Pengalaman tiga hari pertama, setelah menerima materi riset dan kunjungan langsung, telah membentuk pandangan saya tentang kemajuan Tiongkok yang melampaui negara-negara anggota RCEP lainnya. Kunci utamanya terletak pada inovasi China yang tiada henti, didampingi komitmen kuat untuk tidak meninggalkan kebudayaan asli. Terlihat jelas adanya investasi besar-besaran dalam pemberdayaan masyarakat, ditambah dengan etos kerja keras yang terpadu dari setiap elemen masyarakat, dan jiwa “kompetisi” yang senantiasa hidup.
Semangat kompetitif dan investasi besar ini juga terlihat jelas dalam dunia olahraga Tiongkok. Berkat dukungan penuh dan jiwa masyarakat yang sangat kompetitif, Tiongkok berhasil menjadi juara dunia di hampir semua cabang olahraga, kecuali mungkin sepak bola. Prof. Chao, saat memberikan materi, sempat berkelakar mengenai kekalahan dari Timnas Garuda, “Sepertinya kita harus menambah investasi di olahraga sepak bola ini,” ujar beliau sambil tertawa. Celetukan ini disambut tepuk tangan kecil yang sedikit ragu dari peserta Indonesia, disaksikan oleh tetangga ASEAN dari Malaysia, Thailand, dan Laos.
Kembali ke Zhujiajiao Town, inovasi yang diterapkan di sana secara nyata telah berhasil mengangkat UMKM China, memungkinkan mereka menyesuaikan diri dengan perkembangan zaman. Hampir seluruh transaksi pembayaran dilakukan secara cashless, dengan Alipay menjadi metode yang paling dominan. Meskipun demikian, beberapa gerai waralaba internasional seperti McDonald’s dan Starbucks ditemukan di kawasan pinggiran, mengindikasikan adanya pembatasan di area inti wisata.

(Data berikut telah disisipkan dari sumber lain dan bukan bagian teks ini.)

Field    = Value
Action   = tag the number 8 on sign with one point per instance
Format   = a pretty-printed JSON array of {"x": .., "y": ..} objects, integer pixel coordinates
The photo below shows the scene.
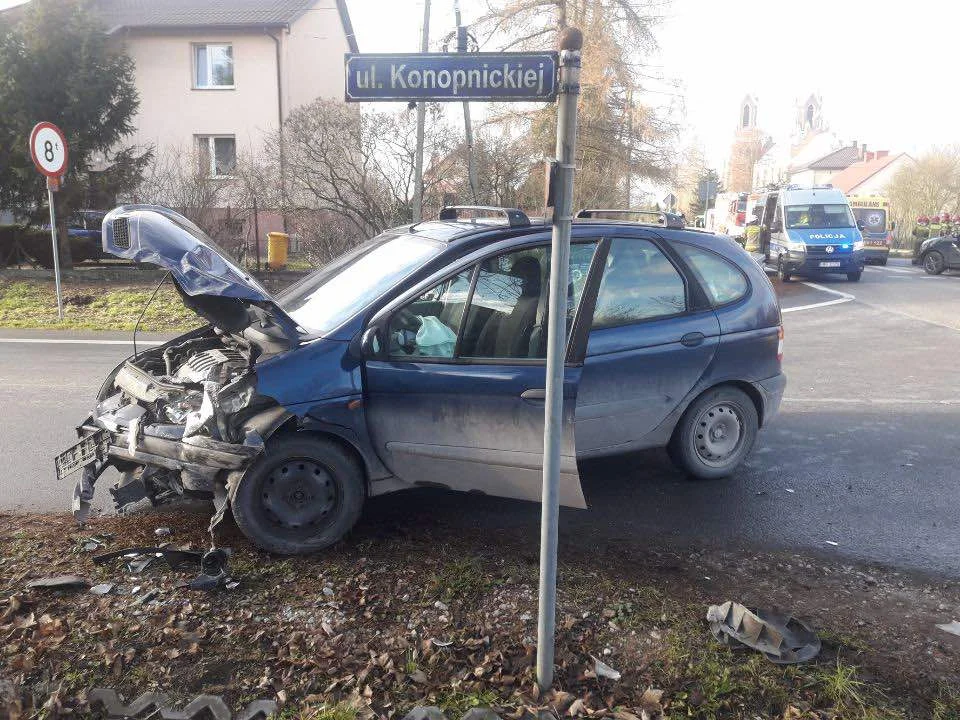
[{"x": 48, "y": 147}]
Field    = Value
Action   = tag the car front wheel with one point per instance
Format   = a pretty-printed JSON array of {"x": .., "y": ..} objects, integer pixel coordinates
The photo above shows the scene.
[
  {"x": 782, "y": 271},
  {"x": 933, "y": 263},
  {"x": 715, "y": 434},
  {"x": 302, "y": 495}
]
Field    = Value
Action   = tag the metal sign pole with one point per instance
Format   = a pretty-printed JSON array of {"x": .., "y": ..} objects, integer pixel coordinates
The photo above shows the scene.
[
  {"x": 56, "y": 249},
  {"x": 570, "y": 44},
  {"x": 421, "y": 123}
]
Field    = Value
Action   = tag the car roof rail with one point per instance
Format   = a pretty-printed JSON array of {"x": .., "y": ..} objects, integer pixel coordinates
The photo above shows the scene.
[
  {"x": 663, "y": 217},
  {"x": 515, "y": 216}
]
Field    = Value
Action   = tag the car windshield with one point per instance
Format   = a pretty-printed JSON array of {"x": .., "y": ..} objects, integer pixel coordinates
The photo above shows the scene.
[
  {"x": 333, "y": 294},
  {"x": 819, "y": 217}
]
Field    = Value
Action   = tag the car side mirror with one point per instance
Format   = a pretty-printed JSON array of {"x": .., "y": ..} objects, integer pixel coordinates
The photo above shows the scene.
[{"x": 370, "y": 343}]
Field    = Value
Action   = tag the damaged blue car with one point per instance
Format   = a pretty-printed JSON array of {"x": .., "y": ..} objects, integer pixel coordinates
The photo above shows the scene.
[{"x": 418, "y": 359}]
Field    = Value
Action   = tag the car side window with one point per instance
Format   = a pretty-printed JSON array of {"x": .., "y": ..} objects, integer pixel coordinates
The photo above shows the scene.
[
  {"x": 639, "y": 283},
  {"x": 427, "y": 327},
  {"x": 721, "y": 279},
  {"x": 507, "y": 317}
]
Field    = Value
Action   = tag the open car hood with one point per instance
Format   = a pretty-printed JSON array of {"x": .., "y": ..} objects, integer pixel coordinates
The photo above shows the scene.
[{"x": 210, "y": 283}]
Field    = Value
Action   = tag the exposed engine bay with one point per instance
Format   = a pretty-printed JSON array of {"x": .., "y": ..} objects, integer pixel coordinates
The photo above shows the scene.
[{"x": 176, "y": 420}]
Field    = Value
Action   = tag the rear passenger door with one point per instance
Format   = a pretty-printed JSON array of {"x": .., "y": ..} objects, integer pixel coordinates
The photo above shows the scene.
[
  {"x": 456, "y": 396},
  {"x": 652, "y": 337}
]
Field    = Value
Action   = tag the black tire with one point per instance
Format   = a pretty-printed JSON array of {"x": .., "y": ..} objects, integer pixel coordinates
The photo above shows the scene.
[
  {"x": 302, "y": 495},
  {"x": 933, "y": 263},
  {"x": 705, "y": 445},
  {"x": 782, "y": 272}
]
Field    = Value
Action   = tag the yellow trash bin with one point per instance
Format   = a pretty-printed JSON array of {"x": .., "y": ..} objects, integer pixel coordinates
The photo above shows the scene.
[{"x": 277, "y": 246}]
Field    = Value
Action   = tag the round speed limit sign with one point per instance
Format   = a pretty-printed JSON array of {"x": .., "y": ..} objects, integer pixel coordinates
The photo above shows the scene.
[{"x": 48, "y": 148}]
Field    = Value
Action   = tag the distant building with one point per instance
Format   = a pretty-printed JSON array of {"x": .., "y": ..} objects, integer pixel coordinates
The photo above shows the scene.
[
  {"x": 215, "y": 75},
  {"x": 810, "y": 141},
  {"x": 822, "y": 170},
  {"x": 871, "y": 174}
]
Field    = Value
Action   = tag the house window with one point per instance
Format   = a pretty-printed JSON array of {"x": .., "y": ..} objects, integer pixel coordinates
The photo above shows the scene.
[
  {"x": 218, "y": 154},
  {"x": 213, "y": 65}
]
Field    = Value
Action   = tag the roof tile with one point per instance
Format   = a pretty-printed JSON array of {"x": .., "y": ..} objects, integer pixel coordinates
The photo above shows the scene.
[{"x": 193, "y": 13}]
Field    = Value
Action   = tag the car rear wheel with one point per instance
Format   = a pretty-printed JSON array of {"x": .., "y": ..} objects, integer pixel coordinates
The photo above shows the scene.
[
  {"x": 302, "y": 495},
  {"x": 715, "y": 434},
  {"x": 782, "y": 271},
  {"x": 933, "y": 263}
]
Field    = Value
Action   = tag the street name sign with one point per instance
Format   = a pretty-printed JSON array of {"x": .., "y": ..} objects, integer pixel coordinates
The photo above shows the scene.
[{"x": 500, "y": 77}]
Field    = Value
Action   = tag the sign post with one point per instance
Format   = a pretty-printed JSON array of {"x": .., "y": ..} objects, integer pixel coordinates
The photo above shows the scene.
[
  {"x": 509, "y": 77},
  {"x": 48, "y": 148},
  {"x": 570, "y": 44}
]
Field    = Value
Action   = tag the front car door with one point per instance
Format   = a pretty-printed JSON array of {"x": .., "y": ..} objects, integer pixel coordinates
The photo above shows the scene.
[
  {"x": 653, "y": 335},
  {"x": 455, "y": 397}
]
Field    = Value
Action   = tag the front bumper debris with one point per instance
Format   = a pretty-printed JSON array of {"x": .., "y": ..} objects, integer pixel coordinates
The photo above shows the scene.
[{"x": 198, "y": 458}]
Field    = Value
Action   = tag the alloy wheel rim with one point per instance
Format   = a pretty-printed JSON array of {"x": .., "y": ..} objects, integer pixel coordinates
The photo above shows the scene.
[
  {"x": 299, "y": 494},
  {"x": 718, "y": 433}
]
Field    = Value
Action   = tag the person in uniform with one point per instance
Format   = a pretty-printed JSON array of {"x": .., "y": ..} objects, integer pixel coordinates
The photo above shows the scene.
[
  {"x": 751, "y": 235},
  {"x": 921, "y": 231}
]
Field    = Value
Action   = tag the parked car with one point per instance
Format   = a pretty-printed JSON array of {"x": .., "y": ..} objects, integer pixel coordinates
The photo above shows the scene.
[
  {"x": 83, "y": 232},
  {"x": 939, "y": 253},
  {"x": 418, "y": 359}
]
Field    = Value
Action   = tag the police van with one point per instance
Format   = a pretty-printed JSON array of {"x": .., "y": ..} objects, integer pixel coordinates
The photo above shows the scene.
[{"x": 811, "y": 231}]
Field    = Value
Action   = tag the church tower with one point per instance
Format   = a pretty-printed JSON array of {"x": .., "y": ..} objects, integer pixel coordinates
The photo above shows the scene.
[
  {"x": 746, "y": 149},
  {"x": 809, "y": 118}
]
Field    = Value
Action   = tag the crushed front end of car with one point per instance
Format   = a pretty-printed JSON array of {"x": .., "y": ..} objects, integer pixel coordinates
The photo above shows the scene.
[{"x": 181, "y": 419}]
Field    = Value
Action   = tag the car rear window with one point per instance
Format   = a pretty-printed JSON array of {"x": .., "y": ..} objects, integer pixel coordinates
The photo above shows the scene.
[
  {"x": 721, "y": 279},
  {"x": 639, "y": 283}
]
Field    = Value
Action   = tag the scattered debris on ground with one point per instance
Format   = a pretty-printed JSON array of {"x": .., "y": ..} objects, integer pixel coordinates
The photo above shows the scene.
[
  {"x": 412, "y": 613},
  {"x": 155, "y": 705},
  {"x": 781, "y": 638}
]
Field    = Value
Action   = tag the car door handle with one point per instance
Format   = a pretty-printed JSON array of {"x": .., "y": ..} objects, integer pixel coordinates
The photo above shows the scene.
[{"x": 692, "y": 339}]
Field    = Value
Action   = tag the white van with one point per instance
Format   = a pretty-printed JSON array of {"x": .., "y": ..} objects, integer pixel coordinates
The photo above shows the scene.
[{"x": 810, "y": 231}]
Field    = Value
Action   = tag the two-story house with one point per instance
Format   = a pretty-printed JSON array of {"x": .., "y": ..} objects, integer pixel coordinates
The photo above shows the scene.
[{"x": 215, "y": 75}]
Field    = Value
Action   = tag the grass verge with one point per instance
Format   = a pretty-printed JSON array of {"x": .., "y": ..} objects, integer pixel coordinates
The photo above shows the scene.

Program ini secara cerdas telah berhasil “mempromosikan” pariwisata China secara gratis ke berbagai negara. Bayangkan saja, setiap peserta akan dengan antusias menceritakan dan membagikan pengalaman mereka di media sosial. Lebih jauh lagi, strategi ini memastikan perekonomian Tiongkok terus tumbuh melalui pemberdayaan masyarakat lokal. Sebagai contoh, setiap peserta diberikan uang saku sebesar 150 Yuan per hari, yang diserahkan langsung di hari pertama dengan pesan “Silakan dihabiskan.” Tentu saja, program ini dirancang sedemikian rupa dengan mengunjungi tempat-tempat wisata dan pusat perbelanjaan yang “menggoda” untuk menghabiskan uang saku, sehingga seluruh pengeluaran secara langsung kembali ke pertumbuhan ekonomi Tiongkok.
Mulai dari tiket pulang-pergi, akomodasi, fasilitas pendukung akomodasi, antar-jemput bus, makanan, minuman, dan sebagainya, semuanya menjadi pilar penting bagi pertumbuhan ekonomi mereka. Dengan ratusan, bahkan ribuan peserta dari puluhan negara yang datang dalam beberapa gelombang dan puluhan “seminar” berbeda, dampak ekonominya sangat signifikan. Seluruh kegiatan ini juga dibekali dengan transparansi yang luar biasa, menjadikan program berjalan sangat optimal. Ada banyak pelajaran “amanah” yang bisa kita ambil dari sini.
Semoga ada cerita menarik lainnya di kemudian hari.
Ringkasan
Zhujiajiao Town, yang dijuluki “Venice of Shanghai,” adalah kota kuno berusia lebih dari 1.700 tahun di Distrik Qingpu. Sebagai destinasi wisata populer di Shanghai, kota ini menawarkan berbagai daya tarik seperti Jembatan Fangsheng, pengalaman menaiki perahu di kanal, North Street yang ramai, Kezhi Garden, dan Kuil Kota God.
Zhujiajiao berhasil mengangkat UMKM lokal melalui inovasi, terlihat dari dominasi transaksi tanpa tunai menggunakan Alipay. Keberhasilan ini didukung oleh strategi Tiongkok dalam memberdayakan masyarakat dan mempromosikan pariwisata, di mana program kunjungan memastikan pengeluaran peserta kembali langsung ke ekonomi lokal, mendorong pertumbuhan UMKM dan perekonomian secara keseluruhan.